Il me semble qu'il serait bénéfique de diminuer cette aura émotionnel dont la culture entoure l'enfant, car elle brouille le jugement, elle empêche de voir les véritables enjeu d'une naissance. Une naissance augmente la population d'un individu supplémentaire. Une naissance est un engagement, envers soi, envers l'enfant, envers l'autre parent, envers la société. Voir son enfant devenir de plus en plus autonome, fort, intelligent, habile, ouvert, astucieux, aimant, généreux... telle devrait être la principale source de joie des parents. Le reste n'est qu'espoir et conjectures, le reste devrait passer en second plan et n'être vu que comme la cerise sur le gâteau.

Afin de d'atténuer la dimension emotionnelle de la parentalité, pourquoi ne pas utiliser des utérus artificiels pour concevoir les enfants? Il y a eu fast'huitre, il y a eu rapid'asperge, voici venir magic'couv! J'estime que cette solution serait vraiment ignoble. Ignoble pour l'enfant car son apprentissage commence dans le ventre de sa mère. Il bénéficie des moindres faits et gestes de sa génitrice. Une machine ne peut pas reproduire la richesse d'une vie humaine. L'ectogenèse ne peut qu'atrophier l'enfant, en retardant de 9 mois le début de son apprentissage. L'ectogenèse ne peut que choquer l'enfant car il passerait brutalement d'une cuve morte à un monde vivant. L'utérus naturel lui permet d'apprendre en douceur par l'intermédiaire de sa mère, avant de découvrir par lui-même. La transition est plus douce.
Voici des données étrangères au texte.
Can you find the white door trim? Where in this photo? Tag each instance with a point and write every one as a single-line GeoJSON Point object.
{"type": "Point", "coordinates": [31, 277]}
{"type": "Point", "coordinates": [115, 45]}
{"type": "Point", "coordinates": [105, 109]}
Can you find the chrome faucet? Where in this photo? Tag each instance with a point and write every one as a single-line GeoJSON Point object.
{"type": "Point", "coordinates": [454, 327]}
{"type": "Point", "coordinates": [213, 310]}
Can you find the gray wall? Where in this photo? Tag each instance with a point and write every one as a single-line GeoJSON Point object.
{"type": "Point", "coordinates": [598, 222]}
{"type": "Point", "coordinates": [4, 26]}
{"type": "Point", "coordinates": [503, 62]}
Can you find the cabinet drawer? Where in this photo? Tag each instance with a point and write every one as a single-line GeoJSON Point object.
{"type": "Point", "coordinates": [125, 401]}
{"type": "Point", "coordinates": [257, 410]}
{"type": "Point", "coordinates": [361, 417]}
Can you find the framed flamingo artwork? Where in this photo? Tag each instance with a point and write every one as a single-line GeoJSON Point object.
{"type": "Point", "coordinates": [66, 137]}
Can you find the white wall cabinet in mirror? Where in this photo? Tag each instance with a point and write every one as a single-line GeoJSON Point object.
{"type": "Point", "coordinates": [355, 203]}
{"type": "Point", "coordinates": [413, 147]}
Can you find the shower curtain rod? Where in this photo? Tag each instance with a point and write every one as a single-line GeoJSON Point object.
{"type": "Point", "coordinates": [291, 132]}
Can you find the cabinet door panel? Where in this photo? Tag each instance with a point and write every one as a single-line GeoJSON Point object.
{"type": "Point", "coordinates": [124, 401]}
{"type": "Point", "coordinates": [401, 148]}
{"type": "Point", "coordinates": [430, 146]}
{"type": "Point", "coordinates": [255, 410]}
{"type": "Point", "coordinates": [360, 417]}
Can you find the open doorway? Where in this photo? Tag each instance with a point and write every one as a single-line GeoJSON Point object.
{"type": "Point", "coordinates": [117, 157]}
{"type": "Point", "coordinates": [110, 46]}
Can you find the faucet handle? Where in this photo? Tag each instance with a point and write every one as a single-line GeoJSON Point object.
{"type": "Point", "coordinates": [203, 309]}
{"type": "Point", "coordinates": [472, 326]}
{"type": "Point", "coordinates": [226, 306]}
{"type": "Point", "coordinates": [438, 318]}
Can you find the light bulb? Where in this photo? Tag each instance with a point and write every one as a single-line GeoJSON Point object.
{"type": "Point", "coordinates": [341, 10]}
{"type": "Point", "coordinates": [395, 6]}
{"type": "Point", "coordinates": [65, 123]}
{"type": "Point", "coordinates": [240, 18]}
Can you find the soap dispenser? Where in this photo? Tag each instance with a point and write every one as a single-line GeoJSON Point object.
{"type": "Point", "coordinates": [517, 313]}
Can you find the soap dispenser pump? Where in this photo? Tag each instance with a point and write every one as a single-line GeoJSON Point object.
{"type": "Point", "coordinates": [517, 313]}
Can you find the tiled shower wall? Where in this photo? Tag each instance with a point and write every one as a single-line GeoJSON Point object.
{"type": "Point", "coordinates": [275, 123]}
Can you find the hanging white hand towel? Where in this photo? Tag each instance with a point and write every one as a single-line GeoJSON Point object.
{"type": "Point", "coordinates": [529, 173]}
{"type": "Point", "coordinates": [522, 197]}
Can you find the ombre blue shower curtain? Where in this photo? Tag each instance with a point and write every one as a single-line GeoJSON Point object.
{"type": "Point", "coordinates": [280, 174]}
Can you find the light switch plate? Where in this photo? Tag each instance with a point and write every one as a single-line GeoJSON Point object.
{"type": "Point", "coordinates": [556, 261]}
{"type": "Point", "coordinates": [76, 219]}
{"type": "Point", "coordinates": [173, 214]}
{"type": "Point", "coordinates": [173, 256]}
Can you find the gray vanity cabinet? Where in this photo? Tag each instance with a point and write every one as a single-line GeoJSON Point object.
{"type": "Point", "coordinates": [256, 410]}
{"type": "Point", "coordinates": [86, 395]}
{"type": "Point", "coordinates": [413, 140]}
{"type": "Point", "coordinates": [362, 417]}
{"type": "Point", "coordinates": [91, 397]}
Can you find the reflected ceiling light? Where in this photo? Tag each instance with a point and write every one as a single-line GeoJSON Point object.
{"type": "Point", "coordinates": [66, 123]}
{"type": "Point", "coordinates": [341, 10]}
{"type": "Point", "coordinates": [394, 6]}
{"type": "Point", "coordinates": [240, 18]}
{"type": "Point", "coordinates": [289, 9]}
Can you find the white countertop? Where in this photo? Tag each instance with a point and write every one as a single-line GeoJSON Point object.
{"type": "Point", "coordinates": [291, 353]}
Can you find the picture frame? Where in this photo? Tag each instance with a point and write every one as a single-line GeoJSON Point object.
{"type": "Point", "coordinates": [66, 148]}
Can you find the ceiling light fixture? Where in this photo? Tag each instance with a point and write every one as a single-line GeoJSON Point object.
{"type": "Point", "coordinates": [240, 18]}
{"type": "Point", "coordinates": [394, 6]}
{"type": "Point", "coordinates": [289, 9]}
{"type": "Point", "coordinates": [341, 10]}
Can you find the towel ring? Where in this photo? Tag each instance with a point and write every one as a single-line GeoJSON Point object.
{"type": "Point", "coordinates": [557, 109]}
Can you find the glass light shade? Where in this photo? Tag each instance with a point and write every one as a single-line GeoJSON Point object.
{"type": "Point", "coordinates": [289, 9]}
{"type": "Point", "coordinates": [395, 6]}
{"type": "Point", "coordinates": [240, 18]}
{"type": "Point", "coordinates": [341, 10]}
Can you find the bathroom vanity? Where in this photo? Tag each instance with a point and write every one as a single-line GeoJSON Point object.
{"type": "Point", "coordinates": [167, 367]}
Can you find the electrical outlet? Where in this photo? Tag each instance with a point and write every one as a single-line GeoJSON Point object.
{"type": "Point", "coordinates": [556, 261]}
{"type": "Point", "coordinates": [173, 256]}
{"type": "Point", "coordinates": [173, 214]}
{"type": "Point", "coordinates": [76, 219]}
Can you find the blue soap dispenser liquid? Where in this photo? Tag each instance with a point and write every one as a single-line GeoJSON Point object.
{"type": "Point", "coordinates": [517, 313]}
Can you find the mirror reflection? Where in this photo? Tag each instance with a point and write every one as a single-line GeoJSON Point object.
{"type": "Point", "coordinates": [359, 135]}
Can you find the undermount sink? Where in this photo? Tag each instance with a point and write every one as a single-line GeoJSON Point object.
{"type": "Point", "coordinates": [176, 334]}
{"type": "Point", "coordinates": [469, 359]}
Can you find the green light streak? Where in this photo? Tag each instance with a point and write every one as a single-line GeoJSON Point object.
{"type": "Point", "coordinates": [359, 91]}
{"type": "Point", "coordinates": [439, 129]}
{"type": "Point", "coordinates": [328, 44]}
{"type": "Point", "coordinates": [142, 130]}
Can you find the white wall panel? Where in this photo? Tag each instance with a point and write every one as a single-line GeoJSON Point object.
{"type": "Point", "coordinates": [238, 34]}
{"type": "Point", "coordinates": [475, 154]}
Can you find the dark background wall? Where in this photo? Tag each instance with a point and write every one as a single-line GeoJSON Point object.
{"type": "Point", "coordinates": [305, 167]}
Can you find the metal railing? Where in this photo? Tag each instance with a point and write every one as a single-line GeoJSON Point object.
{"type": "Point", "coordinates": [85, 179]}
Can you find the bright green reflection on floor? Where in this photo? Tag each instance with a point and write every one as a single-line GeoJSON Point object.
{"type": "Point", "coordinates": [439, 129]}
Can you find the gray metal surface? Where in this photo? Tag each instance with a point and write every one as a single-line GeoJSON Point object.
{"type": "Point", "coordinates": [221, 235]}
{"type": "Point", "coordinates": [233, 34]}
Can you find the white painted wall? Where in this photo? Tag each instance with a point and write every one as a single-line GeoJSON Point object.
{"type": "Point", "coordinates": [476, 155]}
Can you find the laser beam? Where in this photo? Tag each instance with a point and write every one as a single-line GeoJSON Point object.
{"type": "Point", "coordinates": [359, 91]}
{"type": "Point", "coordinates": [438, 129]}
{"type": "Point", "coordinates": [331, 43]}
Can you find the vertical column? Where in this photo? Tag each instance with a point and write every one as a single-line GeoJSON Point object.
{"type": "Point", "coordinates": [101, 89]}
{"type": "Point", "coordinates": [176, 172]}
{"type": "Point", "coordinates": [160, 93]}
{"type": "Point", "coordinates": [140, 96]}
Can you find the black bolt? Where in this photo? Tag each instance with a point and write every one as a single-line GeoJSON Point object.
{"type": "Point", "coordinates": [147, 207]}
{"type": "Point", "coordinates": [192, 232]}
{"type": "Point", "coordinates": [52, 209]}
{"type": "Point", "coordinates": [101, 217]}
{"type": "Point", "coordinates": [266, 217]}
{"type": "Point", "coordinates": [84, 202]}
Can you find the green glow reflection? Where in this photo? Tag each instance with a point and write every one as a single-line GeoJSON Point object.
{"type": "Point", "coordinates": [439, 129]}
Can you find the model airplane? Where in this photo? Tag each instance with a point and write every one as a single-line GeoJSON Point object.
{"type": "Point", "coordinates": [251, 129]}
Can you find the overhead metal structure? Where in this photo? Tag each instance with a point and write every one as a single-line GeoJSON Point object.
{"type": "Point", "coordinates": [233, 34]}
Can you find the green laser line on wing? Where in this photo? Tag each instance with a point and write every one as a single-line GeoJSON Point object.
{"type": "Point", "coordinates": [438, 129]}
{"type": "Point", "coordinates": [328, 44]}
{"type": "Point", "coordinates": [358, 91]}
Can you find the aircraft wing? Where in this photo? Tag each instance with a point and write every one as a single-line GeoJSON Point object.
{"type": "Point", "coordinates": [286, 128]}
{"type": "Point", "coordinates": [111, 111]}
L'utérus artificiel serait ignoble pour les parents car le confort occidental excessif infantilise les adultes en les délestant de leurs responsabilités et en les dispensant de faire des efforts. Une machine à pondre des bébés? Quelle aubaine pour les flemmards, les trouillards et les snobs qui veulent se débarrasser du stress de la procréation. Il suffit de glisser quelques billets dans la fente de magic'couv et d'attendre 9 mois! C'est facile, c'est pratique, on n'est pas obligé de bouleverser sa petite vie. Officiellement cette machine est présentée comme un sauveur altruiste, destiné à résoudre les problèmes de fertilité mais nous savons bien qu'elle a pour seul but d'enrichir ses fabricants. Au début elle s'adressera aux couples stériles, ensuite aux populations homosexuelles et enfin à toute personne désireuse de conserver son petit confort égoïste.

Et c'est bien là, selon moi, ce qui cloche. Avec l'égoïsme, les enfants sont traités comme de simples objets de bien-être et de développement personnel. Les parents sont censés donner. Au lieu de ça ils se servent, car ils veulent recevoir du bonheur. Nombreux sont ceux qui, attendant un déluge de joies conformes à leurs fantasmes, sont dépassés par l'investissement personnel qu'exige la parentalité. Cette saleté de magic'couv ne ferait qu'augmenter le niveau d'égoïsme et d'immaturité de la société. Actuellement l'enfant est un objet qu'il faut obtenir par l'effort. Avec une couveuse de foetus humains, l'enfant deviendrait un objet de consommation comme les autres, un objet qu'on achète!!! En voilà une occasion en or de projeter encore plus librement ses fantasmes sur l'enfant.

- Votre enfant en 9 mois Top chrono. 100% plaisir. 0% inconvénient. Satisfait ou remboursé!
- Chéri, on en prend un?
- Attends, je consulte notre solde. Oui c'est bon. Tu me donnes la carte bleue?
- Oh! Regarde. Si on en prend 2, le 3ème est gratuit.
- Super! On commande 1 fille aux yeux bleus et 2 garçons aux yeux verts pour faire symétrique. Ok?

Ignoble.

Un peu moins de fantasmes égoïstes, un peu moins d'attentes affectives, un peu plus de réflexion, un peu plus de conscience, un peu plus de responsabilité, un peu plus de réalisme. Il me semble que cela ferait le plus grand bien aux parents, car ils ne seraient pas confrontés aux déconvenues de la frustration, en voyant l'enfant prendre une voie éloignée de leurs projections fantaisistes. Il me semble que cela ferait le plus grand bien aux enfants, car c'est déjà assez laborieux de se construire physiquement, intellectuellement, émotionnellement et socialement. S'il faut en plus assumer l'excès, le manque ou la toxicité de l'affection de ceux qui sont censés encadrer la croissance, le développement n'est pas harmonieux, l'âge adulte promet plus de tourments qu'autre chose.